A Belgian quadruppel is to many the platonic ideal of a malt beverage. Unless you live on the Brixton Road, and then it's probably Supermalt... Borderline racism aside, the spicy, rich, rummy flavours and fluffy, effervescent head are the height of beery indulgence. It probably helps that for many years Westvleteren XII has been ranked the best beer in the world by those lucky enough to try it (or willing to shell out £25 for a single bottle at BottleDog). I'm not one of those individuals, but I do have a soft spot for Rochefort 12 and St Bernadus Abt 12, and even (is this a sacrilege?) Great Divide's Grand Cru (the non-peachy iteration, anyway).
It struck me recently that the profile of this style is the beer equivalent of Christmas pudding. Heavy, sweet, with lots of lovely cooked fruit. Since cold weather is the perfect time to enjoy the warming alcohol of a Belgian quad, why not put a Christmas spin on one?
With little inclination to muck about with yeast starters so close to Christmas (drunken office parties and expensive packets of yeast are a bad combination) I decided to make a small batch to avoid the dreaded sin of underpitching. Just 4 litres, equivalent to 12 normal size bottles. I brewed this slightly before Christmas 2014.
1.5kg Maris Otter
0.5kg Munich malt
Negligible, and I can't remember. Something inoffensive and continental?
Wyeast Belgian Abbey II
The Sciencey Bits
4 litre batch
My previous attempts at Belgian ales have not been unequivocal success, I suspect for a variety of reasons. With this batch, I kept the malt bill relatively straightforward. I had some Maris Otter and Munich to use up, and decided to boost the alcohol and dry the beer up with some Muscovado sugar (which ostensibly leaves a rummy aftertaste) and some sultanas (which, you'd think, would contribute to the rich flavours of dried, candied fruit). I have no idea how much the sultanas actually contributed to the OG.

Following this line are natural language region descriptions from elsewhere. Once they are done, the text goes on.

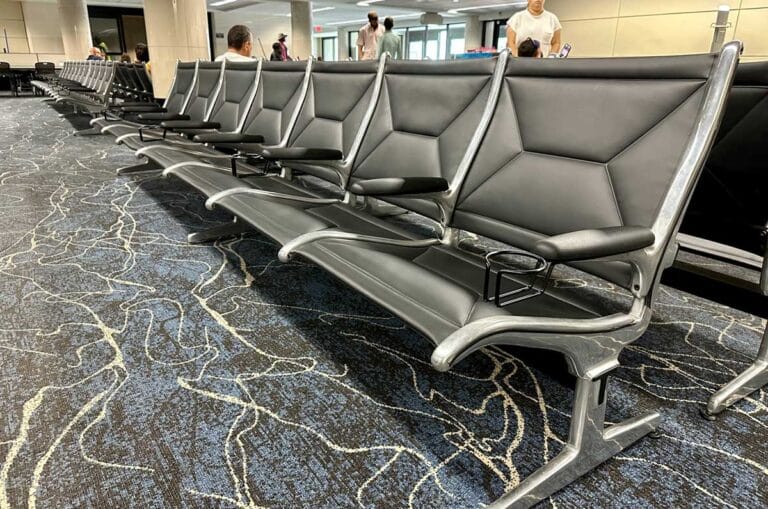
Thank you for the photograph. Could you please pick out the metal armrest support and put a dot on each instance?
(588, 356)
(287, 250)
(211, 202)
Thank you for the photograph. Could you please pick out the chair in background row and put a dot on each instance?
(471, 146)
(728, 216)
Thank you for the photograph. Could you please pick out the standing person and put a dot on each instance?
(94, 54)
(368, 38)
(389, 42)
(536, 23)
(284, 56)
(239, 45)
(277, 53)
(142, 56)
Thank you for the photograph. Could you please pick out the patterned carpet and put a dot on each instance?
(139, 371)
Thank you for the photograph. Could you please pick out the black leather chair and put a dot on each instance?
(728, 216)
(607, 199)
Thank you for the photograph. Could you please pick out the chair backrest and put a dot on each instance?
(591, 143)
(280, 93)
(45, 68)
(204, 90)
(181, 88)
(237, 93)
(730, 204)
(144, 81)
(338, 99)
(426, 118)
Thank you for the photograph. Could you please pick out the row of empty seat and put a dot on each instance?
(588, 163)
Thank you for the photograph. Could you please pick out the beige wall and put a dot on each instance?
(658, 27)
(12, 20)
(176, 30)
(43, 30)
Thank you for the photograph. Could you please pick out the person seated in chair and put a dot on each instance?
(529, 48)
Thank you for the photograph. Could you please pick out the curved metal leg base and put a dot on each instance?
(589, 445)
(218, 232)
(147, 165)
(750, 380)
(93, 131)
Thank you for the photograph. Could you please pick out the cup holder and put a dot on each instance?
(540, 274)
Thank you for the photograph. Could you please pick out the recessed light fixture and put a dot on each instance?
(460, 9)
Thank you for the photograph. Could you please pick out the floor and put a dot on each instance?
(137, 370)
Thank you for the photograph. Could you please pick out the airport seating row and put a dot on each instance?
(588, 163)
(728, 216)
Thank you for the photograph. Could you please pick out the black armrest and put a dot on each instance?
(301, 153)
(399, 185)
(228, 138)
(591, 244)
(189, 124)
(163, 116)
(146, 107)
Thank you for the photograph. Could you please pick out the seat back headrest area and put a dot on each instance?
(208, 74)
(582, 143)
(276, 100)
(339, 95)
(185, 74)
(425, 118)
(234, 97)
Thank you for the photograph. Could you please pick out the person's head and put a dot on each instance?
(529, 48)
(142, 52)
(373, 19)
(536, 6)
(240, 40)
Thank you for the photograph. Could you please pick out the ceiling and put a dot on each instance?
(340, 12)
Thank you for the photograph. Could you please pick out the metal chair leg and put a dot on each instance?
(589, 445)
(749, 381)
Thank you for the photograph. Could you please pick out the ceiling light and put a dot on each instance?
(460, 9)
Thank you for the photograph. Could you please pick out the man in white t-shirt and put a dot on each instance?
(536, 23)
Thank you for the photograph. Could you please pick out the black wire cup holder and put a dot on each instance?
(540, 276)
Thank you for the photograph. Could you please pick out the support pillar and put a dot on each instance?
(473, 35)
(342, 44)
(75, 28)
(301, 29)
(176, 30)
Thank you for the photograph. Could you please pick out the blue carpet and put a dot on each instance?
(139, 371)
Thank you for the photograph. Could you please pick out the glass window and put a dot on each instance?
(456, 39)
(352, 41)
(415, 43)
(436, 42)
(329, 49)
(106, 35)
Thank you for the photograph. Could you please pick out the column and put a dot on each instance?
(176, 30)
(301, 29)
(342, 44)
(75, 29)
(473, 33)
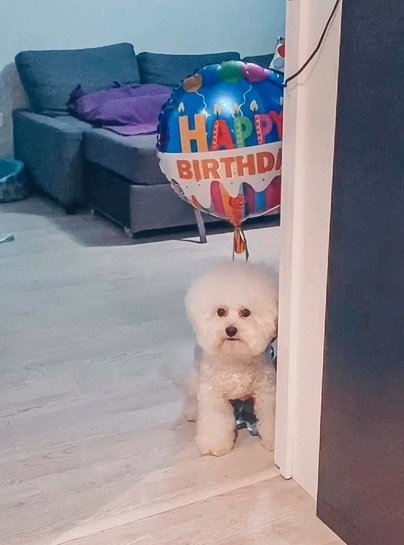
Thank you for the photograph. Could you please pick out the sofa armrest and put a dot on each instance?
(52, 150)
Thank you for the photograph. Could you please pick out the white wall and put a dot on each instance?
(180, 26)
(308, 151)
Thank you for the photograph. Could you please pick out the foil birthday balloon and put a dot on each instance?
(219, 140)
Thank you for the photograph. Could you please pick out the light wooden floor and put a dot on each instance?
(93, 450)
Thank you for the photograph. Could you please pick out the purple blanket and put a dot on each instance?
(127, 110)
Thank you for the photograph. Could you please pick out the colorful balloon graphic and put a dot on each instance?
(219, 140)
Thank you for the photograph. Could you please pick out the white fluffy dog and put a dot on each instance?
(234, 313)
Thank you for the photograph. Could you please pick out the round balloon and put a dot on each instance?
(220, 137)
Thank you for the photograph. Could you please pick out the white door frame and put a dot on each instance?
(308, 152)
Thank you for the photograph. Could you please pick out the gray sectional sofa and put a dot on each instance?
(79, 164)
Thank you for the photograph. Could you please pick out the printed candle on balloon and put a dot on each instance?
(220, 140)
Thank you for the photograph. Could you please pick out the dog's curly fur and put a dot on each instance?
(234, 312)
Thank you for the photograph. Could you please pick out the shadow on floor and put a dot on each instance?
(95, 230)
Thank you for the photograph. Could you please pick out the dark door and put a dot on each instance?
(361, 479)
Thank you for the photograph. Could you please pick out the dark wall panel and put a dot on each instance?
(361, 479)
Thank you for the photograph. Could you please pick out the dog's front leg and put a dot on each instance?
(215, 429)
(264, 408)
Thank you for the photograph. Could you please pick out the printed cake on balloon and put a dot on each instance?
(219, 140)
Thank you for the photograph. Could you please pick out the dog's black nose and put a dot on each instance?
(231, 331)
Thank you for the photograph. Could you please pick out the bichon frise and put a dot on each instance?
(234, 312)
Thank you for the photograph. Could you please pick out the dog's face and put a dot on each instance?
(234, 309)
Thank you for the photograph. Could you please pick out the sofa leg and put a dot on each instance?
(128, 232)
(70, 209)
(201, 226)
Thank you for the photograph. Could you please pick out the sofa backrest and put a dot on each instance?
(49, 77)
(170, 70)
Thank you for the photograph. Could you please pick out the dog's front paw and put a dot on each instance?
(267, 436)
(218, 447)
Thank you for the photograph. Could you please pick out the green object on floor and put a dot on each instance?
(8, 238)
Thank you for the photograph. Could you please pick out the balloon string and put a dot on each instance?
(240, 245)
(317, 48)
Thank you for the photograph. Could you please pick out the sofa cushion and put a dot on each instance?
(49, 77)
(263, 60)
(172, 69)
(133, 157)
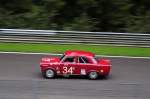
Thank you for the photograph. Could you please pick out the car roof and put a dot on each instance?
(78, 53)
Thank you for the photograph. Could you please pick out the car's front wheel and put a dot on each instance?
(93, 75)
(49, 73)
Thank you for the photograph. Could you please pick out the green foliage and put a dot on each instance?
(83, 15)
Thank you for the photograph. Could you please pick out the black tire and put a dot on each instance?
(93, 75)
(49, 73)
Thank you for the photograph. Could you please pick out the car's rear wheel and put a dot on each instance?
(49, 73)
(93, 75)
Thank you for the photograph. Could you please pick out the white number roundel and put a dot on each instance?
(67, 70)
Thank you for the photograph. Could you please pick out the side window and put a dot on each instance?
(69, 59)
(83, 60)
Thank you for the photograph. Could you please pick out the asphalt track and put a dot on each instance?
(20, 78)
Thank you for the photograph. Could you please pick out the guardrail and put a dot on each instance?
(76, 37)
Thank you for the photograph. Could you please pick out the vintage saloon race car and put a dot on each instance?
(75, 63)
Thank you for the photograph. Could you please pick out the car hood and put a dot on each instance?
(50, 60)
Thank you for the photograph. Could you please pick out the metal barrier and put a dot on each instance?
(76, 37)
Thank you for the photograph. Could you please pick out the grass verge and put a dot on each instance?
(56, 48)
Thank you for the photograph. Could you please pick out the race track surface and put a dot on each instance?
(20, 78)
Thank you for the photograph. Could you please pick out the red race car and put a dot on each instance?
(75, 63)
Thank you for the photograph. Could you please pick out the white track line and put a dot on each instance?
(29, 53)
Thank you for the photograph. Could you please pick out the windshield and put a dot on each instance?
(62, 57)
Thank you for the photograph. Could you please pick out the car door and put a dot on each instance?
(83, 64)
(68, 66)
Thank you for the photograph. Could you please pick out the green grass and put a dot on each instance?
(56, 48)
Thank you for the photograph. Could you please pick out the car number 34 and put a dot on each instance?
(67, 70)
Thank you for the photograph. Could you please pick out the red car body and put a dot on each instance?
(75, 63)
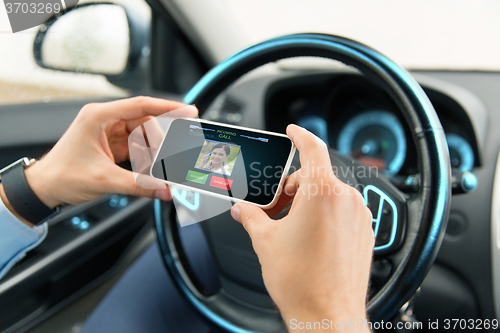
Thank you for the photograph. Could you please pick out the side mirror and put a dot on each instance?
(97, 38)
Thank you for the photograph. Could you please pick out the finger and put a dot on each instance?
(137, 107)
(250, 216)
(312, 150)
(123, 182)
(286, 195)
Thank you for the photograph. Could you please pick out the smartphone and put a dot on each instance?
(226, 161)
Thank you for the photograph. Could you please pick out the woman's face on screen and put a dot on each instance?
(219, 155)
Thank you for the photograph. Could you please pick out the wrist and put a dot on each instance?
(7, 204)
(327, 320)
(40, 183)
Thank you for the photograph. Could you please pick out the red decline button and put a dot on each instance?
(222, 183)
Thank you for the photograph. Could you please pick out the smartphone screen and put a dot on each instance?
(233, 162)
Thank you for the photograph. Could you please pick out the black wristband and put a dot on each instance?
(21, 196)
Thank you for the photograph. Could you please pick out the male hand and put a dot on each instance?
(82, 165)
(316, 260)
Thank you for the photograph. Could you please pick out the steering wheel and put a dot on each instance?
(409, 228)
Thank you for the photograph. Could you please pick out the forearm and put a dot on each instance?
(327, 322)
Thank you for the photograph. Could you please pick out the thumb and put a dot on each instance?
(250, 216)
(124, 182)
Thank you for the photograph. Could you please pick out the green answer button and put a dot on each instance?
(197, 177)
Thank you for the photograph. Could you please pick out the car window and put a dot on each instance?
(23, 81)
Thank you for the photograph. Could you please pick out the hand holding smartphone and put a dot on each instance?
(230, 162)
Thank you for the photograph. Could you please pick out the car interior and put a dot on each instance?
(442, 261)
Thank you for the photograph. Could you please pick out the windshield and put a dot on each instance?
(425, 34)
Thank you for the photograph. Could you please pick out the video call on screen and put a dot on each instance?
(232, 162)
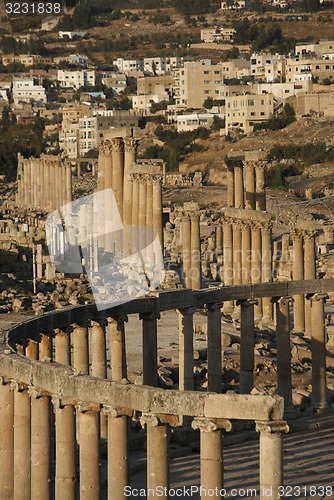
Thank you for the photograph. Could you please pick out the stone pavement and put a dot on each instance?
(308, 462)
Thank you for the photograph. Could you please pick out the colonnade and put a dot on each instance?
(44, 183)
(245, 184)
(137, 188)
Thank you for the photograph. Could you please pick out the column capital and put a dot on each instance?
(130, 144)
(187, 310)
(211, 425)
(247, 302)
(117, 144)
(213, 306)
(282, 300)
(317, 296)
(277, 427)
(119, 320)
(152, 315)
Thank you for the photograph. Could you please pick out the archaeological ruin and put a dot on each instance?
(72, 413)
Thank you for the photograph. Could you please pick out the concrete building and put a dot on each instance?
(76, 79)
(26, 90)
(197, 81)
(115, 81)
(155, 85)
(217, 34)
(92, 129)
(267, 67)
(243, 111)
(190, 122)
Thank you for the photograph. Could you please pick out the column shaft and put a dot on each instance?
(186, 349)
(214, 348)
(65, 480)
(246, 347)
(6, 442)
(89, 455)
(150, 349)
(40, 448)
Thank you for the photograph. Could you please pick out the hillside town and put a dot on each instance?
(167, 249)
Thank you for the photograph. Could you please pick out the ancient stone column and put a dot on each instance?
(256, 271)
(65, 476)
(195, 241)
(284, 382)
(142, 214)
(45, 348)
(298, 274)
(247, 342)
(22, 449)
(150, 348)
(186, 349)
(236, 228)
(7, 441)
(238, 186)
(249, 185)
(271, 458)
(40, 447)
(130, 153)
(186, 249)
(211, 459)
(118, 464)
(157, 454)
(219, 239)
(89, 455)
(68, 185)
(246, 256)
(62, 347)
(309, 274)
(157, 207)
(80, 349)
(117, 348)
(260, 190)
(98, 350)
(214, 374)
(118, 171)
(230, 186)
(101, 167)
(266, 268)
(31, 349)
(228, 261)
(318, 348)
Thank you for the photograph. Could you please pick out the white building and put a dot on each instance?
(76, 79)
(188, 123)
(25, 90)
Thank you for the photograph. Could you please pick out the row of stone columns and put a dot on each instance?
(247, 250)
(245, 185)
(44, 183)
(191, 251)
(303, 267)
(283, 329)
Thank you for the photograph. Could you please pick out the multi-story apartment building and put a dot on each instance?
(155, 85)
(26, 60)
(217, 34)
(197, 81)
(244, 111)
(115, 81)
(267, 67)
(26, 90)
(323, 49)
(304, 69)
(91, 129)
(128, 66)
(77, 78)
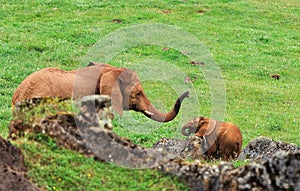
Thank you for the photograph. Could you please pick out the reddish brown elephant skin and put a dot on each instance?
(222, 139)
(122, 84)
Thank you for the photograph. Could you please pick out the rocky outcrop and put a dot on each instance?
(13, 174)
(263, 148)
(280, 172)
(90, 132)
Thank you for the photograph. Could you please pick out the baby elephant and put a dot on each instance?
(219, 139)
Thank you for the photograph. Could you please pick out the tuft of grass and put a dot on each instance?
(248, 39)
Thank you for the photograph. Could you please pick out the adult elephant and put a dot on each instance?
(122, 84)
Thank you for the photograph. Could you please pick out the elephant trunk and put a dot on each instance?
(156, 115)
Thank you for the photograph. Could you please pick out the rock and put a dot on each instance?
(281, 172)
(275, 165)
(13, 174)
(263, 148)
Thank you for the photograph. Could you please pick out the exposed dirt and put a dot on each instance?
(273, 165)
(13, 174)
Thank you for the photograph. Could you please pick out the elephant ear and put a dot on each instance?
(206, 126)
(110, 85)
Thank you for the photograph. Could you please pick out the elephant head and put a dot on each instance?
(122, 84)
(126, 91)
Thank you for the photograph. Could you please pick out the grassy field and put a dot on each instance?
(249, 40)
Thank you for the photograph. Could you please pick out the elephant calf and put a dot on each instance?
(219, 139)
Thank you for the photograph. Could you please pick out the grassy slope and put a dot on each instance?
(248, 40)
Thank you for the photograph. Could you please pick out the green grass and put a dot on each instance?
(248, 40)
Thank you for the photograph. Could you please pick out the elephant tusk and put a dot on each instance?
(148, 112)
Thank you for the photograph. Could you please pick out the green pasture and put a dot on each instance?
(249, 40)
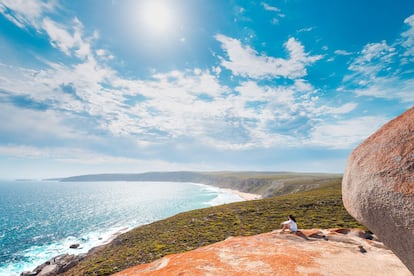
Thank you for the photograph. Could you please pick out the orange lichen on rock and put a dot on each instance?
(280, 254)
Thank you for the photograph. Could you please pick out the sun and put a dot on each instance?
(157, 16)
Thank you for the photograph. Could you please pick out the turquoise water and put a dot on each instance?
(41, 219)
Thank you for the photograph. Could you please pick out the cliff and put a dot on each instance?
(309, 252)
(266, 184)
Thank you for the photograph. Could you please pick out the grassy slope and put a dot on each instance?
(318, 208)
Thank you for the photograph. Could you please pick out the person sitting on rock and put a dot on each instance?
(289, 225)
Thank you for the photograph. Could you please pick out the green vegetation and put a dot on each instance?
(318, 208)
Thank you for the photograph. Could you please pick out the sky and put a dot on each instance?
(126, 86)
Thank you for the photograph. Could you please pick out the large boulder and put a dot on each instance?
(378, 185)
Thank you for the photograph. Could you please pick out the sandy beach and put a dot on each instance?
(245, 196)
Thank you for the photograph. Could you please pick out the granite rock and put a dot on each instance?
(378, 185)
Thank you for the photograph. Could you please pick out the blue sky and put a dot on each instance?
(131, 86)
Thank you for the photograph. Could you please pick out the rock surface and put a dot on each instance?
(310, 252)
(378, 185)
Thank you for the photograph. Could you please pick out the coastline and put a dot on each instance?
(245, 196)
(73, 256)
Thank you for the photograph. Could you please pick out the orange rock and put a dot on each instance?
(278, 254)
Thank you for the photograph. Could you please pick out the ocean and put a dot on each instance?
(41, 219)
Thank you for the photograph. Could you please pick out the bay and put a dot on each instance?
(41, 219)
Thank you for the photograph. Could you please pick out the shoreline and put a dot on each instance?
(243, 195)
(107, 240)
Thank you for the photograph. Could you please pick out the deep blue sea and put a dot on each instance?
(41, 219)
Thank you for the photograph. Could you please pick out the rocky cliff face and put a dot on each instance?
(310, 252)
(378, 185)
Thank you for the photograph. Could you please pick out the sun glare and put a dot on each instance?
(156, 16)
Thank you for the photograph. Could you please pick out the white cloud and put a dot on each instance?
(343, 53)
(67, 42)
(382, 70)
(408, 36)
(270, 8)
(25, 13)
(344, 134)
(245, 61)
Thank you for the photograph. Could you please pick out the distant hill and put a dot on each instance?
(318, 208)
(266, 184)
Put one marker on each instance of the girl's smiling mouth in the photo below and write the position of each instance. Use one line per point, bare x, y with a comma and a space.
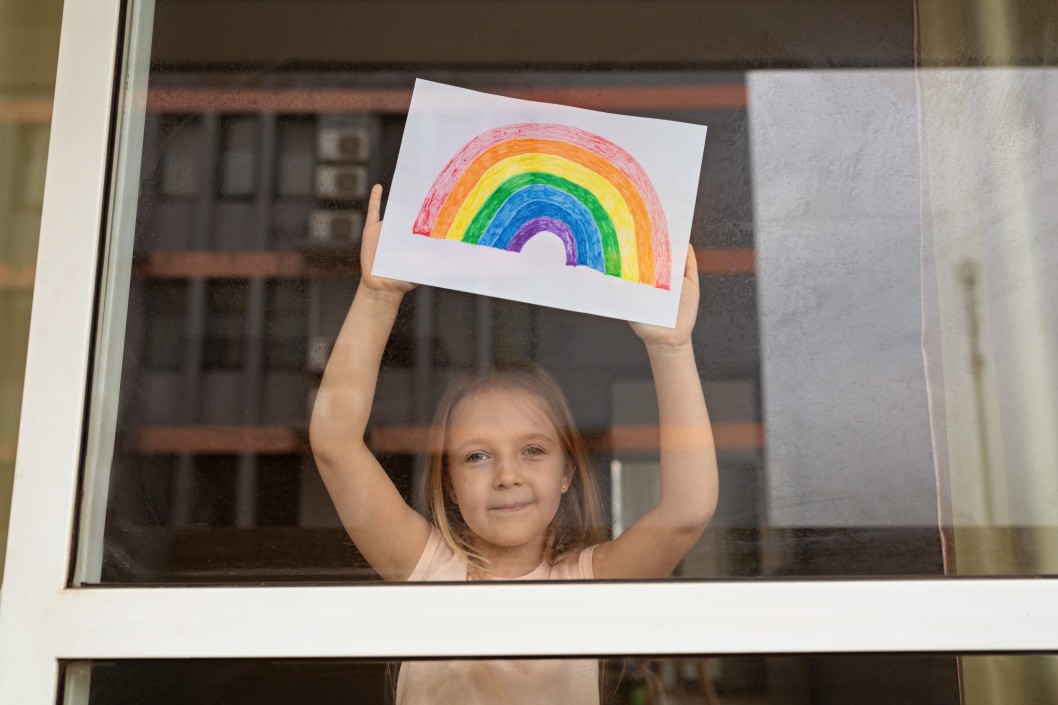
516, 506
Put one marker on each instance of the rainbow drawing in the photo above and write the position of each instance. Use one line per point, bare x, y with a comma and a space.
511, 183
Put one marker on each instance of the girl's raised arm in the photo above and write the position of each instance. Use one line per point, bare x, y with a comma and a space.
387, 531
654, 545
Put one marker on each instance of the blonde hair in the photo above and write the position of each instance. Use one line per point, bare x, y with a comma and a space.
578, 523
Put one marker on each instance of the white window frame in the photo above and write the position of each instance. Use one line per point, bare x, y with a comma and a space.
43, 621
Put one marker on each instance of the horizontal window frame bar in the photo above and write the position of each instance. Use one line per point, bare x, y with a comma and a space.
597, 619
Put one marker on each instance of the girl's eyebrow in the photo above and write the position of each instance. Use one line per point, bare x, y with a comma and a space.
473, 441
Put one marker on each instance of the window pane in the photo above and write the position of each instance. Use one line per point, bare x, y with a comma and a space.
910, 679
873, 340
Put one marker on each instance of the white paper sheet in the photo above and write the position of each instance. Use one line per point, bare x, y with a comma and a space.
571, 209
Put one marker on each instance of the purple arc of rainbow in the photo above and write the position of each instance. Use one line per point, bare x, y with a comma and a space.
542, 224
653, 241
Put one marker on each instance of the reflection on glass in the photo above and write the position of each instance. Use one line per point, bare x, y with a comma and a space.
910, 680
836, 212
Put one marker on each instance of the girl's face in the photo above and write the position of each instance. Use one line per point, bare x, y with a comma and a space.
507, 469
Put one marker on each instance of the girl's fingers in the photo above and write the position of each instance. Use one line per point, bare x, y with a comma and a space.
375, 204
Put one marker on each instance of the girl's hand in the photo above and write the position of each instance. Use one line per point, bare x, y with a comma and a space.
680, 336
369, 242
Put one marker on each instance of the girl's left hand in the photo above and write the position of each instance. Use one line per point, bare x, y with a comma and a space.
679, 336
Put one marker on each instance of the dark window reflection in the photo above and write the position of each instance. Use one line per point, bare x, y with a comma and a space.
256, 162
225, 324
865, 680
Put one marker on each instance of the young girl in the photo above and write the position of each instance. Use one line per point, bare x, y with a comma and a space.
510, 493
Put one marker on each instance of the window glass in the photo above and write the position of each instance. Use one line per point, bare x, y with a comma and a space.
873, 338
778, 680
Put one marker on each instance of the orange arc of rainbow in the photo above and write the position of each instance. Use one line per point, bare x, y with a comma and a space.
476, 169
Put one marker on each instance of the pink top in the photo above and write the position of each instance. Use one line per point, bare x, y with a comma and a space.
555, 682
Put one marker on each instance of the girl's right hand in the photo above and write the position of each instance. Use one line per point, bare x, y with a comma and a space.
369, 242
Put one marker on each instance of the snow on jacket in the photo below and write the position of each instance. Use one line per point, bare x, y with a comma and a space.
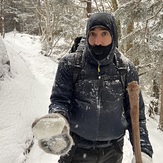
97, 106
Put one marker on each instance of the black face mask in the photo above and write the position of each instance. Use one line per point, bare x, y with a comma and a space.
100, 52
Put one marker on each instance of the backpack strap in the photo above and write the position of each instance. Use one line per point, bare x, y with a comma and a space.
78, 60
77, 66
121, 69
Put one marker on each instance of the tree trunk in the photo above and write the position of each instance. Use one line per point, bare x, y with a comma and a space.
133, 91
89, 7
161, 110
2, 19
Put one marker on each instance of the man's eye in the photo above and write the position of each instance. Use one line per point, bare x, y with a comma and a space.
104, 33
91, 34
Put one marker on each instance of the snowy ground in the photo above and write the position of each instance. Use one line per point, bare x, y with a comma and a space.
25, 97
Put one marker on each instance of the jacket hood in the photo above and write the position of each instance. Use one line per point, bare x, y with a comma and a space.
107, 21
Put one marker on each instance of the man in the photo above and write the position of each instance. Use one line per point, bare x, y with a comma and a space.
95, 109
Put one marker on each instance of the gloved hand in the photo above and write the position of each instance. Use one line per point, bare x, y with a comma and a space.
145, 158
53, 134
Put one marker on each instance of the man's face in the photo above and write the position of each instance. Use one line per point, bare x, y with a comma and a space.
99, 36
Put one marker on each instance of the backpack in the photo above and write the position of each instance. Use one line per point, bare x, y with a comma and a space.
78, 48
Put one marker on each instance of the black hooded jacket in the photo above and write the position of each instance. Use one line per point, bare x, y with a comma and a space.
97, 106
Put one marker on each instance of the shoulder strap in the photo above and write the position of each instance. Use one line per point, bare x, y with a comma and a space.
122, 69
77, 66
78, 60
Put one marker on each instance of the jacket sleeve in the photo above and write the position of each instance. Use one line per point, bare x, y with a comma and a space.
146, 147
62, 89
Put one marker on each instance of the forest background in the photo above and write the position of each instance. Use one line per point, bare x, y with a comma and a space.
59, 22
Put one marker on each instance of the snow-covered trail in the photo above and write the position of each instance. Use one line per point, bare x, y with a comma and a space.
25, 97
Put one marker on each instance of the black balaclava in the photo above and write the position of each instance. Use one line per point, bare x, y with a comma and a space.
106, 21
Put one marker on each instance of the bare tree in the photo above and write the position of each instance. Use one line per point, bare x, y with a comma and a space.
2, 24
161, 110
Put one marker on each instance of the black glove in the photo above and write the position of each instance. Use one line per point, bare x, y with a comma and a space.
53, 134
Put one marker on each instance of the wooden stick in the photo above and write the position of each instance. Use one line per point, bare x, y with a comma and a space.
133, 91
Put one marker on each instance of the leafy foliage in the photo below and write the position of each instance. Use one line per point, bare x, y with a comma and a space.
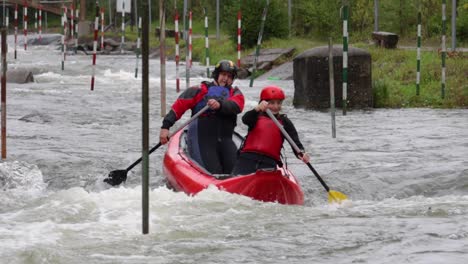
276, 24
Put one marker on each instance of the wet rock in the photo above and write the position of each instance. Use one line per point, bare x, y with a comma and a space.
311, 78
20, 76
36, 117
45, 40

After about a week in the demijohn, I racked it on to 350g (1 jar) of sour Morello cherries and 30g fine dried orange peel for about 4 weeks. Then, in mid-January, I crash cooled it for 2 days in the fridge, and bottled with 6g/l of muscovado sugar syrup and 5 drops of rehydrated champagne yeast on. At the time, there were strong rummy flavours coming from the young beer. It was dry, and obviously alcoholic, but the cherry and orange flavours not obvious.
The 12 bottles of Joyeux Noël are now sitting with the Christmas tree decorations until next year, thinking Christmasssy thoughts. I'm planning to crack the first bottle in early December just in time to use the feedback for the second generation of this beer. So check back in about 9 months!